How to change the world in one easy step
I’ve been very concerned for a very long time about these secret bank account havens and argue that they are bad for the developing countries, they are bad for money laundering, drugs, corruption – they are bad in every dimension. I occasionally, for reasons that I don’t fully understand, get invited to give talks in these places. I was in one of these havens and gave my lecture and afterwards a couple of the bankers came up to me a little bit sheepishly and said ‘we’re not as bad as you seem to think we are. We don’t do bank secrecy for corruption, drugs - all these nefarious things you accuse us of – we only do tax evasion.
Stiglitz then outlines a measure that he argues could transform the world, and events following the September, 2001 attacks in the United States showed that in broad terms it would be relatively simple to do.
There was an initiative of the OECD to do something about bank secrecy, and that led to drawing up a convention to reduce bank secrecy, which the bush administration vetoed in August 2001. The timing could not have been worse. We all know what happened in September 2001. We discovered that secret bank accounts are not only used for drugs, money laundering, but also for terrorism. Since then, the Bush administration has shown fairly convincingly that we can stop bank secrecy. But we have chosen only to do it for terrorism and North Korea. Bank secrecy has continued. We now know – it’s not difficult to stop bank secrecy, secret bank accounts. All the United States would have to say is that no American bank can do business with any bank that operates in a jurisdiction that does not subscribe to these basic transparency codes, these basic codes of conduct . . . for appropriate bank behaviour.
We would make a few comments on this. First, it is not just bank secrecy that we should worry about. We need to tackle secrecy of company ownership; the secrecy of offshore trusts and foundations, and other issues -- these are mechanisms which are used in jurisdictions such as Jersey where it is not bank secrecy per se that is the big problem. Nevertheless, Stiglitz is right. As Richard Murphy has pointed out, "just passing the law would be enough to end banking secrecy for good. It would never need to be used. All that’s lacking is the political will to tackle this crime."
Second, Stiglitz is perhaps too kind to the U.S. administration and banks. In his classic book Capitalism's Achilles Heel, the money-laundering expert Raymond Baker, a guest scholar at the Brookings Institution and director of the Global Financial Integrity program in Washington spoke of the wake of the September 2001 attacks: "October 2001, the U.S.A Patriot Act, and the ugliest period ever in the history of anti-money laundering legislative efforts." He described a major lobbying effort by big U.S. banks to dilute or abort proposed legislation to strengthen money-laundering efforts.
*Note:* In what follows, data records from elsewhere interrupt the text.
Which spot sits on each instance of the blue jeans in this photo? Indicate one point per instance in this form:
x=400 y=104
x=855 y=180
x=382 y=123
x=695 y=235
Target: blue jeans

They sought, among other things, to reduce the strength of "due diligence" requirements, and to decouple anti-money laundering proposals from the Patriot Act, so that anti-money laundering could be fought separately and hopefully killed. Luckily, the mood in America this time was such that they failed. As Baker continued:
In the minds of some people this caps three decades, since the Bank Secrecy Act was passed in 1970, of great progress on the anti-money laundering front. I do not agree that great progress is anywhere evident. The distinction that has to be made is between efforts and results. How can a trillion dollars a year - or more of illicit funds, despite all the laws we have passed and programs we have set up, still move with ease and abandon around the globe?
Who is going to do something about this? Well, Stiglitz has an idea.
It’s clear to me that we could shut down this bank secrecy if we wanted to. Why don’t we want to? You probably know why we don’t. The real question is how do we do something about this problem that costs all of our societies so much, in so many ways, and benefits so few. This is one of the areas where civil society – some kind of activism – will be necessary.
And that is where we are only too happy to help. Who will join us?